Hey, Bretisimus.. wanted to let you know what the deal with your site was. Jarred accidentially found it when troubleshooting kevlar conflicting on MAC addresses. Unfortunately, Bob and Shane were standing there when he found the site. Jarred told them basically that it was your business, and he didn't want to hear anything about it again. i.e. it's not to be a topic of discussion, and that it's your deal. He definitely didn't tell them, and I think he feels like shit for the fact that they were standing there.

Jarred called me mainly because he knew that I'd been friends with you for quite a while, and he didn't really know what to do.. he wants to be supportive, but he really doesn't know how. He was trying to figure it out.. should he talk to you, should he just drop it, or what..

I was planning on talking to you about it when I got back to Tulsa next week, mainly to tell you all of this stuff. I just don't want you feeling like nobody supports you, because that definitely isn't the case. I also know that if you're anything like me, you've probably been spending the last day or so wondering exactly who knew about it, and what conclusions they jumped to.

Here's the summary

1) The list of folks who know is: me, Jarred, Shane, and Bob. (I think we're all in agreement that if life had a do-over button, we'd use it to remove at least the last two folks from the list.. Jarred didn't, and wouldn't have told them, but they were standing there when he found the site).

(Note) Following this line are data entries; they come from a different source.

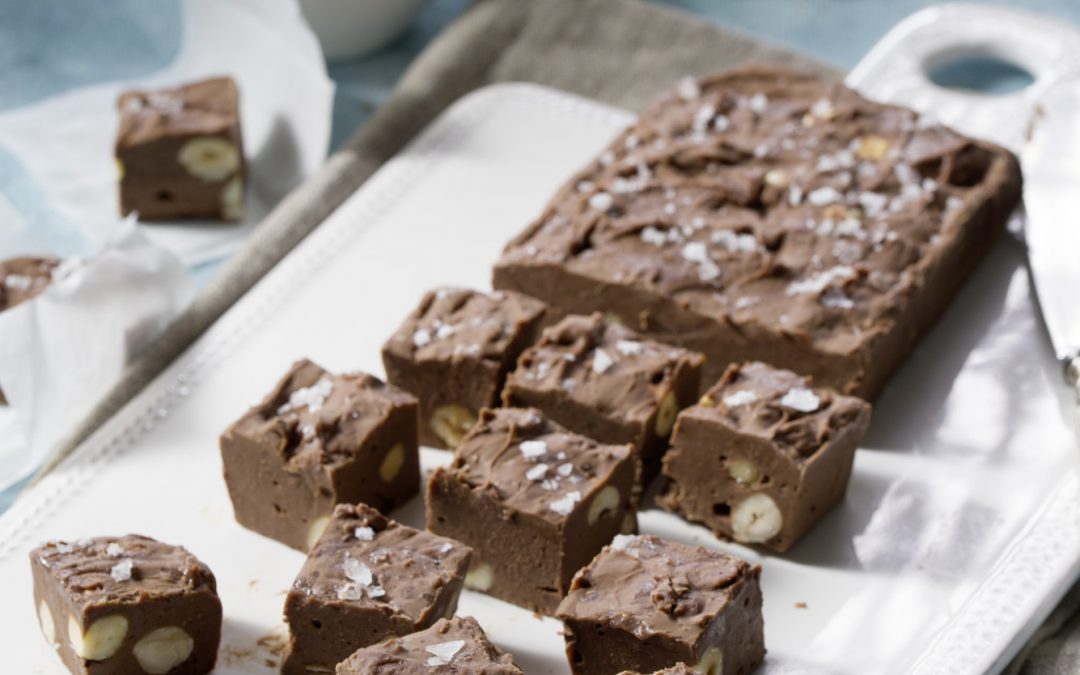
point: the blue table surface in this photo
(836, 31)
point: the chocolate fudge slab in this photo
(767, 215)
(179, 152)
(535, 501)
(450, 646)
(763, 456)
(367, 579)
(122, 605)
(605, 381)
(454, 352)
(645, 604)
(315, 441)
(22, 279)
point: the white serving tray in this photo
(961, 526)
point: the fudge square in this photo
(605, 381)
(315, 441)
(367, 579)
(646, 604)
(767, 215)
(179, 153)
(535, 501)
(454, 352)
(763, 456)
(122, 605)
(450, 646)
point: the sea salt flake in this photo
(312, 396)
(688, 89)
(629, 347)
(537, 472)
(532, 449)
(825, 196)
(601, 201)
(800, 399)
(565, 504)
(740, 397)
(443, 652)
(602, 361)
(122, 570)
(821, 281)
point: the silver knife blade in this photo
(1051, 163)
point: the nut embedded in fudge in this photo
(367, 579)
(21, 279)
(767, 215)
(763, 456)
(454, 352)
(315, 441)
(126, 605)
(607, 382)
(646, 604)
(456, 645)
(179, 152)
(535, 501)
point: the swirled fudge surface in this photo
(607, 382)
(766, 215)
(126, 605)
(179, 152)
(646, 604)
(454, 352)
(315, 441)
(368, 578)
(450, 647)
(535, 501)
(764, 455)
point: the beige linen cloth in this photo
(621, 52)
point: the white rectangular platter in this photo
(961, 526)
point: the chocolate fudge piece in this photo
(646, 604)
(367, 579)
(453, 353)
(21, 279)
(766, 215)
(126, 605)
(535, 501)
(315, 441)
(179, 153)
(450, 646)
(605, 381)
(763, 456)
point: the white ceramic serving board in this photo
(961, 526)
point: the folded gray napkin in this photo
(621, 52)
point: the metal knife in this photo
(1051, 164)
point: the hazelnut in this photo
(163, 649)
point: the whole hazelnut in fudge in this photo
(769, 215)
(367, 579)
(535, 501)
(179, 152)
(607, 382)
(126, 605)
(763, 456)
(646, 604)
(454, 352)
(451, 646)
(315, 441)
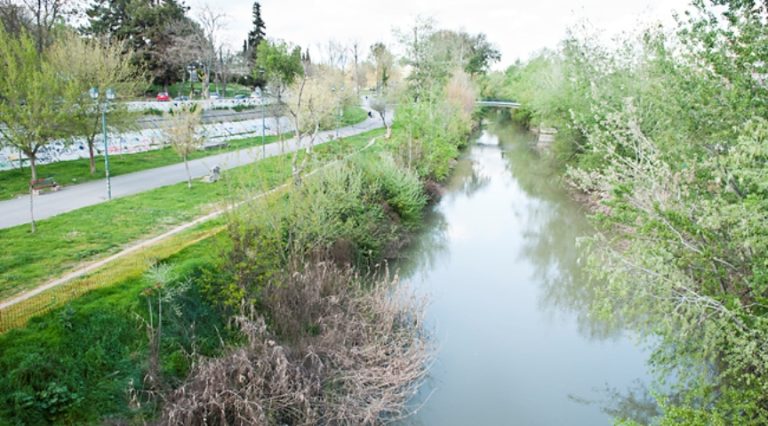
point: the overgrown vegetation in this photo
(667, 134)
(89, 233)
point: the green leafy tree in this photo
(36, 104)
(104, 65)
(383, 60)
(150, 29)
(181, 133)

2) Jarred flat out told Bob and Shane that it wasn't to be discussed. No little inside jokes, no looks, no winks, no nothing. I think Bob understands that, and I think Shane understands that as well.

3) It doesn't bother me, and if I can help in any way, I will. I've considered you my friend for quite a while now, and I'm not about to walk away from that just because of this or anything else.

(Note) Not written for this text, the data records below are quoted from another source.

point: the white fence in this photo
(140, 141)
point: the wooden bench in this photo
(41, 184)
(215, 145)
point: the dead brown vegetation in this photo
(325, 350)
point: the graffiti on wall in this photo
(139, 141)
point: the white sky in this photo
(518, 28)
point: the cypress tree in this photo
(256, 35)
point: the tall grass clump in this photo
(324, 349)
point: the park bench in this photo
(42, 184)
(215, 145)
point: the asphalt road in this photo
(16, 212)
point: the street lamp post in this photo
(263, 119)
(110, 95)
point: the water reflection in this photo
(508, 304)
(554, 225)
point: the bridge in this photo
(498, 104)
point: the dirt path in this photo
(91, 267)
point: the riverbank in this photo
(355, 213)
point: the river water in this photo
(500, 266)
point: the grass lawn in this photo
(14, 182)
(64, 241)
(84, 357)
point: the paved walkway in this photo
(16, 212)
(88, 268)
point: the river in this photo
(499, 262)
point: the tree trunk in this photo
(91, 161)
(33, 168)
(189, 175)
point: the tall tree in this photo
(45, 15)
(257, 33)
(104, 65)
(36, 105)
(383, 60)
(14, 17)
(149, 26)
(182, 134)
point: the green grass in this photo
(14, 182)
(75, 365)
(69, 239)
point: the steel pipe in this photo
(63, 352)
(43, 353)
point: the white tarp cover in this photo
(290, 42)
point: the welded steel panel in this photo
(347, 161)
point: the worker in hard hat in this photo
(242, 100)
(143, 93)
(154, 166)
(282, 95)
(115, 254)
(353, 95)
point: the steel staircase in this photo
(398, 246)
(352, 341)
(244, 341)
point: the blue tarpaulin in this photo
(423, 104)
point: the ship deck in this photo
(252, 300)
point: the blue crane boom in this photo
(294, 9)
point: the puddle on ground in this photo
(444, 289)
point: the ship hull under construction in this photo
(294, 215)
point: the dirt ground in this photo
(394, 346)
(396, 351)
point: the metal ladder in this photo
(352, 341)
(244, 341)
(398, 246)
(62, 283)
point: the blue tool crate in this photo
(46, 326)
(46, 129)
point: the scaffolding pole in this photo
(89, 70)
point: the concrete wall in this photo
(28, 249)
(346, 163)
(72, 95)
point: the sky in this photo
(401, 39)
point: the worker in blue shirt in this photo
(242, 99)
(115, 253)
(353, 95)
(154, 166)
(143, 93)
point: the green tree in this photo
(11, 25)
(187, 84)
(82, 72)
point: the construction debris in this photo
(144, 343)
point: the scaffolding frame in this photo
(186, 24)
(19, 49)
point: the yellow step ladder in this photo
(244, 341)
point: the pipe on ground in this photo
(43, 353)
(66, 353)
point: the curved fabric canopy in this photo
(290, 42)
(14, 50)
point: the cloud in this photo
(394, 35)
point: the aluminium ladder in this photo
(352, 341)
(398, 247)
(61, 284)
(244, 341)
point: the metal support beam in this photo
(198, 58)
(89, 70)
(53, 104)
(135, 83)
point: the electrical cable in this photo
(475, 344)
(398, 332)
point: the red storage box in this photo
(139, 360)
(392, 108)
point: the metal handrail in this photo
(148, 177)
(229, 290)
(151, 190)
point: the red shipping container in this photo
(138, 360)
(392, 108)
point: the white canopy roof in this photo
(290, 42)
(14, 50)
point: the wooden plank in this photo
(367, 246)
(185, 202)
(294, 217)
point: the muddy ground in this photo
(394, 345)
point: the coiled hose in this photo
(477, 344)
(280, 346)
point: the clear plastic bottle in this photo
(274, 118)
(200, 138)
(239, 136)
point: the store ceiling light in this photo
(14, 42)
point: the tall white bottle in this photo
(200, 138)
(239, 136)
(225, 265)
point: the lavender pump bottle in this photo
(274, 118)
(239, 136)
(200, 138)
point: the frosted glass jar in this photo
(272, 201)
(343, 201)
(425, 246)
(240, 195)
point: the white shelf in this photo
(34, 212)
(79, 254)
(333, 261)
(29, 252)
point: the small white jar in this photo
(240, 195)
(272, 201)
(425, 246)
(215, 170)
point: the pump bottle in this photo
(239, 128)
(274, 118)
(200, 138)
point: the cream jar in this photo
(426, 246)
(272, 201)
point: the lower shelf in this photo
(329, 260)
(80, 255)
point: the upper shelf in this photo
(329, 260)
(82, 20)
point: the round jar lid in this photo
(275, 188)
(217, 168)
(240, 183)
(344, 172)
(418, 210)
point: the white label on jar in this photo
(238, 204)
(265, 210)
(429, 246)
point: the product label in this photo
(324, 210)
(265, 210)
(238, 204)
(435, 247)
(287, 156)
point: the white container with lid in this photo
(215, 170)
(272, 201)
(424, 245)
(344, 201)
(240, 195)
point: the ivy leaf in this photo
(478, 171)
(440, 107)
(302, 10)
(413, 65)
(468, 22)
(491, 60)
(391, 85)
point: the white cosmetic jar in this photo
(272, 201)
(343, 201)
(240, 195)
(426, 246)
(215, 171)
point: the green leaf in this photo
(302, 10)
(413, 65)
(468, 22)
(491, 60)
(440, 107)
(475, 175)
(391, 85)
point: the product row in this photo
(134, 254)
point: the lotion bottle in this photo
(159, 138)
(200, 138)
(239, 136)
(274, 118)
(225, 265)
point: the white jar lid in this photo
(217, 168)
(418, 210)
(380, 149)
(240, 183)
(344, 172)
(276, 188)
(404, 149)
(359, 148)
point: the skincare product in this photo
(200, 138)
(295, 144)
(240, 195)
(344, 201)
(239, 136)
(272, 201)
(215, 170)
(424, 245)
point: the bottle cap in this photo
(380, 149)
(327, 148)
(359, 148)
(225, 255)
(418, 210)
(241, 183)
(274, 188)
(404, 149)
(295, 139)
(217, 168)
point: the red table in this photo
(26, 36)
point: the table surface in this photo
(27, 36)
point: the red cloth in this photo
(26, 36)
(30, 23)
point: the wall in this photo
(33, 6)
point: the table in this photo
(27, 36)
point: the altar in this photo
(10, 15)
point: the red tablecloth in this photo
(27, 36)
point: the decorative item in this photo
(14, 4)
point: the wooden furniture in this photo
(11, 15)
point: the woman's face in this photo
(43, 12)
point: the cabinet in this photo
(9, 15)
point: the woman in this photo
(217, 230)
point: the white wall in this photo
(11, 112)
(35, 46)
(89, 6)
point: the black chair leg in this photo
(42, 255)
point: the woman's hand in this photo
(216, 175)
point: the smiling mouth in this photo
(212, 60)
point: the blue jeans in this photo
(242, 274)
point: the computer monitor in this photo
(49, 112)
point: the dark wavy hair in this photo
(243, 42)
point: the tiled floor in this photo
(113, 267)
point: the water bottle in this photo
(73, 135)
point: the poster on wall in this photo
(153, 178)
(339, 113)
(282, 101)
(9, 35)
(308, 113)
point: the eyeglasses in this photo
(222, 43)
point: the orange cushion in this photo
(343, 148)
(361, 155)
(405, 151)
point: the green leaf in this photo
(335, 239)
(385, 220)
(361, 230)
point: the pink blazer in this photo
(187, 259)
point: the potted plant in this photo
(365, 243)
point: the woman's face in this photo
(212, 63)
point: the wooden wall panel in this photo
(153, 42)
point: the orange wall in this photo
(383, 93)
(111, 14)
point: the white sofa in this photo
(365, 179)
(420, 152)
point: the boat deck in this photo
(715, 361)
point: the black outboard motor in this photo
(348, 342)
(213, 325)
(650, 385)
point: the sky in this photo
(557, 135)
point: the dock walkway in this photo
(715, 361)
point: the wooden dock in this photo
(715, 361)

4) Jarred feels the same way as I do. We spent a couple hours the other night just talking about this, basically trying to figure out how to let you know that we're there if you need us, and that it's okay. I think he generally has strong views on everything (politics, abortion, sandwiches, religion), but he has even stronger views on friendship, and he genuinely wants to help you in any way he can.

I feel awful for you having to go through this (wondering what conclusions people will come to, and who all is talking about it), because this is one of those areas of your life that probably generates enough worry on its own without having to worry about everyone you work with.

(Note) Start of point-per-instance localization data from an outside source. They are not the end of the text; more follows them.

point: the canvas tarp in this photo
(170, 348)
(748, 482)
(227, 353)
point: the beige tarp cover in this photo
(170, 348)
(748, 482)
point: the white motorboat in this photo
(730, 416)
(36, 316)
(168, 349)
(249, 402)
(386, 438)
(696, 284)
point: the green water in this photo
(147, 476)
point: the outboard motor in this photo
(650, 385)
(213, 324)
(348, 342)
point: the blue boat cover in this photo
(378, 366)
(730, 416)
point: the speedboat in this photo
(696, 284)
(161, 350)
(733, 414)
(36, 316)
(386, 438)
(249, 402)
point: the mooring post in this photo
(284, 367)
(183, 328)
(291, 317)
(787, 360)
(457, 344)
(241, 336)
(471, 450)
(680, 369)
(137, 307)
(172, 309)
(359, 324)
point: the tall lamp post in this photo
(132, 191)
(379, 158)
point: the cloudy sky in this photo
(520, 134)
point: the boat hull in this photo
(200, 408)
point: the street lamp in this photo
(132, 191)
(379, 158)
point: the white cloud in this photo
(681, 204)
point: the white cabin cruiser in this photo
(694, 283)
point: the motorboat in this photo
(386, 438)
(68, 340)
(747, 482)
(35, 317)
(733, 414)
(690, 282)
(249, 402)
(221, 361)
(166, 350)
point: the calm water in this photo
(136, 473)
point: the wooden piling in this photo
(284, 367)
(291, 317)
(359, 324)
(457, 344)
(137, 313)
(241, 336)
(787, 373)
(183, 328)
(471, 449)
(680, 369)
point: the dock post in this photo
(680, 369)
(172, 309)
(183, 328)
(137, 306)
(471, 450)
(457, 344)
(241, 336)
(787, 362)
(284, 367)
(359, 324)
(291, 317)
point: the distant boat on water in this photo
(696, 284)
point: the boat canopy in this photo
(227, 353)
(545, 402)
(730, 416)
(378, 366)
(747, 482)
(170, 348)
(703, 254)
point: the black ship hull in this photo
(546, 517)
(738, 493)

You've been my friend for a long time now, and I wouldn't let something like this get in the way of that. I only want you to be happy, and I think that you dealing with this head-on in your life is the way to go. This branch of psychology is still in the "black arts" phase (and if you ask me, most psychology tends to end up in that category as well), but you should realize that it's definitely not a bad thing, and that it's just how you are. You should live your life however makes you happiest.

If I have anything to say about this, it's that you should live your life however makes you happiest. I seriously doubt you'll hear about this topic in the office, and if you do, please let me know immediately. It's not something that you should have to worry about, and it's too serious and personal of a topic to have to deal with in a work environment.

It's okay, we all love you, so don't worry. If you need anything at all, or just want to talk about it, just let me know.